Keyboard shortcuts

Press or to navigate between chapters

Press S or / to search in the book

Press ? to show this help

Press Esc to hide this help

Profiling and Telemetry

All addresses and offsets on this page apply to libtpu.so from the libtpu-0.0.40-cp314 wheel (build-id 89edbbe81c5b328a958fe628a9f2207d). Other versions will differ.

Abstract

libtpu carries a complete copy of the TensorFlow/XLA profiling stack — the same XSpace/XPlane/XLine/XEvent/XStat model that JAX, PyTorch-XLA, and TensorBoard already speak — plus a TPU-specific device-trace codec and an orthogonal core-state telemetry schema. A profile is captured on-device as a stream of fixed-width hardware trace packets, encoded into a compressed riegeli blob, decoded per chip family into proto2 TraceEntry messages, and shaped into the device XPlanes of one XSpace that leaves the library as a serialized blob through the PJRT Profiler extension.
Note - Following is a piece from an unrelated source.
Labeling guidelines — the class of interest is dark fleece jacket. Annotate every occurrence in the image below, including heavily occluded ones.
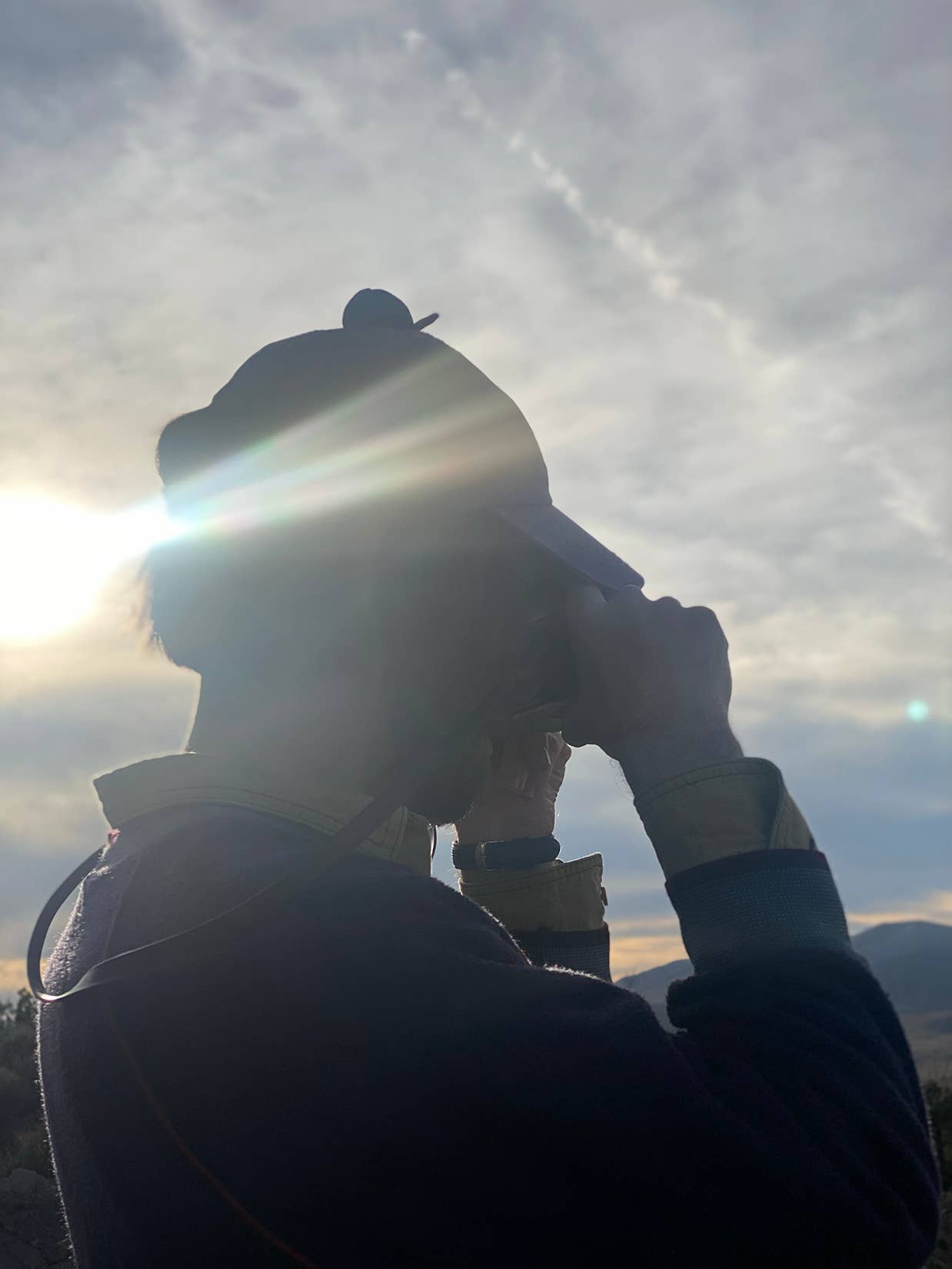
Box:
[39,808,939,1269]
This section reconstructs every stage of that pipeline from the binary; this page is the map.

The whole subsystem splits into two deliberately disjoint formats. xprof (the time-series event trace) answers "what happened over this interval?" — its root is XSpace, it is produced by a tsl::profiler::ProfilerCollection of host and device sub-profilers, and it is pulled through the PJRT C-ABI. tpu_telemetry (the point-in-time state snapshot) answers "what is every core doing right now?" — its root is AllCoreStateSummaries, it is produced by the on-host xdb (TPU debugger) state server, and it is pulled over gRPC by Cloud TPU monitoring and the Megascale hang-detector. The two never cross at the wire: PLUGIN_Profiler_CollectData serves only XSpace and the two state-summary RPCs never emit XSpace. They meet only through the TpuProfilerControlListener, which registers the compiler/debug metadata that both the profiler (to stamp XEvent source locations) and the xdb server (to resolve a PC to an HLO location) draw upon.
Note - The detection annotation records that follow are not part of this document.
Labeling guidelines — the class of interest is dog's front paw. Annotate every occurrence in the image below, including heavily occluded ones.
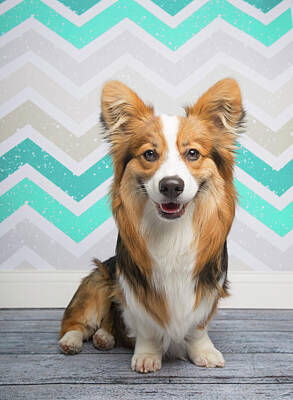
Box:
[190,347,225,368]
[131,353,162,374]
[59,331,82,354]
[93,328,115,350]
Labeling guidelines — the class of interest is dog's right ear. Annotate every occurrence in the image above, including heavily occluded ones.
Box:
[101,81,153,133]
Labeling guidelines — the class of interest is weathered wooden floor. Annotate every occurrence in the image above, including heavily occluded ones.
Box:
[0,309,293,400]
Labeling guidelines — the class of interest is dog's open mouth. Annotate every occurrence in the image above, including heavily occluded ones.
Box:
[157,202,185,219]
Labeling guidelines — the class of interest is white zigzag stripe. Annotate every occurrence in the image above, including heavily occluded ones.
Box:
[238,132,293,171]
[0,165,112,216]
[0,88,100,133]
[0,88,293,131]
[0,124,293,171]
[0,125,109,176]
[0,246,56,271]
[1,204,117,257]
[0,51,293,93]
[0,19,292,62]
[227,239,271,271]
[0,165,293,211]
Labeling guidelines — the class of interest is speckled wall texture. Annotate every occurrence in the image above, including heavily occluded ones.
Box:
[0,0,293,271]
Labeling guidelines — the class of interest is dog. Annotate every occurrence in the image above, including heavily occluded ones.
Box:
[59,78,244,373]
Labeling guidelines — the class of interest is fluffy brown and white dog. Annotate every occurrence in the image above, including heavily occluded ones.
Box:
[59,79,244,372]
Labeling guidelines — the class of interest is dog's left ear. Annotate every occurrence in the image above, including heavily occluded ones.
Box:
[185,78,244,134]
[101,81,153,133]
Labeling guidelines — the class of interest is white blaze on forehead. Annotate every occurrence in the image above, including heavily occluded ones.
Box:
[145,114,198,202]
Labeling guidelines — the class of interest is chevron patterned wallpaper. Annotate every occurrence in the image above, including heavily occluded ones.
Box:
[0,0,293,271]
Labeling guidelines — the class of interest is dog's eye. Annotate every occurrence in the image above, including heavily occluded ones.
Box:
[143,150,159,161]
[184,149,200,161]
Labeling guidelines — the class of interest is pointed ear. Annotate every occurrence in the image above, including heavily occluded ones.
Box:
[101,81,153,131]
[185,78,244,134]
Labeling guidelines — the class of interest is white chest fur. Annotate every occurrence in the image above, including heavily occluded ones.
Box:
[141,201,213,343]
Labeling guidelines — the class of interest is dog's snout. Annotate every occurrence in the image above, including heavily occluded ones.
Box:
[159,175,184,200]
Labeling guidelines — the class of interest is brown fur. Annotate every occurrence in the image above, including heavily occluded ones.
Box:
[102,82,169,326]
[60,79,243,354]
[59,262,112,339]
[185,79,244,307]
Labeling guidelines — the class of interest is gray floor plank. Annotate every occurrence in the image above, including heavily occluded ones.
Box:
[1,384,293,400]
[0,319,293,333]
[0,308,293,321]
[0,332,293,354]
[0,353,293,385]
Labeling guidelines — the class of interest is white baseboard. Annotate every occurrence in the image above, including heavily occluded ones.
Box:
[0,271,293,308]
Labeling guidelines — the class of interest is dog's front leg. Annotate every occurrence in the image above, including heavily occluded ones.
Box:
[187,329,225,368]
[131,333,162,373]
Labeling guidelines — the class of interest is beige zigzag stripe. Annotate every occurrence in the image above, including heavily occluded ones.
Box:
[0,101,293,158]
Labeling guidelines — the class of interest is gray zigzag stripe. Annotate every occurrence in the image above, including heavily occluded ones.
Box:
[0,62,293,119]
[0,219,116,270]
[0,219,293,271]
[0,30,293,85]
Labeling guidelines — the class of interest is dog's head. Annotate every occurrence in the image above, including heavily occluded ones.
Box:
[101,79,244,220]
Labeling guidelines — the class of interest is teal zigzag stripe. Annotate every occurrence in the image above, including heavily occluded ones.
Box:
[0,178,111,242]
[0,0,282,15]
[236,146,293,196]
[0,0,292,51]
[0,139,293,201]
[0,139,113,201]
[0,178,293,238]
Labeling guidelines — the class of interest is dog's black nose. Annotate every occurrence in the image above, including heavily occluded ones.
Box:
[159,175,184,200]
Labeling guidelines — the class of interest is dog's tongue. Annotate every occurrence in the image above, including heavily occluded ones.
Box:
[161,203,180,213]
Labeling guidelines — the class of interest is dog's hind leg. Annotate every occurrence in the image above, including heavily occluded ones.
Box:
[59,262,114,354]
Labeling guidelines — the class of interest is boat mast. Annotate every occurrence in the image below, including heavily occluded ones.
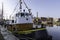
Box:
[20,0,22,12]
[1,3,3,20]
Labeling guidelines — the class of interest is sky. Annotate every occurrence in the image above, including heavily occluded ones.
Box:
[0,0,60,18]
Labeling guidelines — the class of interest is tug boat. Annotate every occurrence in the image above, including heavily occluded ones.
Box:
[7,0,52,40]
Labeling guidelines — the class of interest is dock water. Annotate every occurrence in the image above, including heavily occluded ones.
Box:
[0,26,19,40]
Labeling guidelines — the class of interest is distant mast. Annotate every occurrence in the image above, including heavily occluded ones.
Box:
[1,3,3,20]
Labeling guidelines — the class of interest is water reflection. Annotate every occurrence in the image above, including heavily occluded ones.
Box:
[46,26,60,40]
This page owns the capture → encode → decode → xplane orientation, the per-DeviceType profiler dispatch, and the trace-point / payload taxonomy — the shape of the pipeline and the map into its 21 sibling pages. It does not re-derive their internals: the PJRT extension struct and lifecycle live on PJRT Profiler Extension (written); the bit-level wire format, the per-family payload field maps, the metadata-id catalogs, and the telemetry schema each have their own deep-dive page, linked below and never duplicated here.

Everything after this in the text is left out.